Le très décrié contrat entre la plateforme de données de santé française, Health Data Hub, et Microsoft vit probablement ces derniers moments. Depuis l’été, la grogne monte contre cet accord qui concerne des données sensibles. Et le choix de la firme de Redmond, quand bien même les données sont stockées dans un datacenter aux Pays-Bas (donc au sein de l’Union européenne et soumis au RGPD) a crispé les partisans d’une souveraineté technologique. Bernard Ourghanlian, directeur technique chez Microsoft France, a toutefois indiqué samedi 3 octobre sur France Inter que les données de santé françaises pouvaient néanmoins remonter aux Etats-Unis pour des questions de maintenance. 

Face à cette tempête, Cédric O, le secrétaire d’Etat au numérique était régulièrement questionné sur ce thème. A l’occasion de l’Université d’été de Hexastrust, il se laissait le temps d’analyser la situation pour prendre une décision.

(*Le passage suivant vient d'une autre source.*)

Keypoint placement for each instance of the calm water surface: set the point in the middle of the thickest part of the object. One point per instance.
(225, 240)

Cela semble chose faite avec l’intervention du secrétaire d'Etat au Sénat où il a indiqué « Nous travaillons avec Olivier Véran (ministre de la Santé), après le coup de tonnerre de l’annulation du Privacy Shield, au transfert du Health Data Hub sur des plates-formes françaises ou européennes ». Cédric O fait référence à l’arrêt Schrems II où la Cour de justice de l’Union européenne a sabré la procédure régissant les transferts de données entre l’Europe et les Etats-Unis, le fameux Privacy Shield, qui remplaçait le Safe Harbour invalidé aussi par la même juridiction. Pour autant, le secrétaire d'Etat n’a pas donné de calendrier pour ce changement d’hébergeur. Il a simplement ajouté dans son discours, « nous aurons sur ce sujet des discussions avec nos partenaires allemands ».

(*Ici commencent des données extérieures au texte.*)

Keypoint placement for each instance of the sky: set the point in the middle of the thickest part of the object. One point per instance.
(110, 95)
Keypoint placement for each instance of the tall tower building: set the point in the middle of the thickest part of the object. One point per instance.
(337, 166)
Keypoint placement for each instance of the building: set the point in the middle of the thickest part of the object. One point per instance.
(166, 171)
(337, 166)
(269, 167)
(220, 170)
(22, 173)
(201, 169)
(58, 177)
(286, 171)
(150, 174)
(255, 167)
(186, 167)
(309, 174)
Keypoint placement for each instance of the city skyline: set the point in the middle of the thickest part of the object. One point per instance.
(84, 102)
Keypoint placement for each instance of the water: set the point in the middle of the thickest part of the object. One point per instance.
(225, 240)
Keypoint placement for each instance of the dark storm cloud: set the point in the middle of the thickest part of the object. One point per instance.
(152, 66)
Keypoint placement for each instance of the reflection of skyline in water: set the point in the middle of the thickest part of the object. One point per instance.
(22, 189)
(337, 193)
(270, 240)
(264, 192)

Un changement dans un délai aussi bref que possible

Le calendrier pourrait néanmoins être bousculé par la tournure judiciaire de l’affaire du contrat liant Microsoft et Health Data Hub. L’accord avait été attaqué en référé-liberté devant le Conseil d’Etat par le collectif InterHop (les hôpitaux français pour l'interopérabilité et le partage libre des algorithmes), le CNLL et le médecin Didier Sicard, et d’autres personnes. Ce dernier avait en partie rejeté le caractère urgent de la demande, mais avait demandé à Health Data Hub de fournir à la CNIL des garanties sur l’anonymisation des données au regard du RGPD et de signaler les données transitant par les USA.

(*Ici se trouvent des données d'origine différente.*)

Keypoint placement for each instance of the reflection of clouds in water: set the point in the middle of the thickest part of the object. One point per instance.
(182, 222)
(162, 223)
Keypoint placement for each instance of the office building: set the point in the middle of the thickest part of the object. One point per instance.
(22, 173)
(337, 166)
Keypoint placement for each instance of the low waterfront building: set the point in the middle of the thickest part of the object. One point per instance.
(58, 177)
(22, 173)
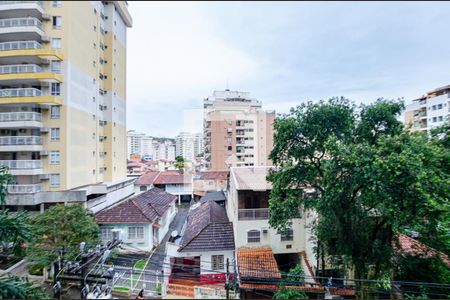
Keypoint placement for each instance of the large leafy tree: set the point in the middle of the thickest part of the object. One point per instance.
(14, 232)
(59, 231)
(370, 178)
(12, 287)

La Cnil avait déjà eu l’occasion de se prononcer dans cette affaire en avril dernier. Elle avait alors émis le souhait qu’« eu égard à la sensibilité des données en cause, que son hébergement et les services liés à sa gestion puissent être réservés à des entités relevant exclusivement des juridictions de l’Union européenne. » Dans la procédure devant le Conseil d’Etat, le régulateur a produit un mémoire et dont les bonnes feuilles ont été publiées par Mediapart. Tout d’abord, la Cnil constate que Microsoft « peut être soumise, sur le fondement du FISA, voire peut-être de l’EO (Executive Order) 123333, à des injonctions des services de renseignement l’obligeant à leur transférer des données stockées et traitées sur le territoire de l’Union européenne ». Elle rappelle l’arrêt Schrems II et ses conséquences sur le point spécifique des données de santé. In fine, la Commission estime que « le changement de la solution d’hébergement et des autres entrepôts de santé hébergés par les sociétés soumises au droit étatsuniens devrait intervenir dans un délai aussi bref que possible ». Même si une période transitoire est demandée, les jours du contrat Microsoft et le Health Data Hub semblent comptés.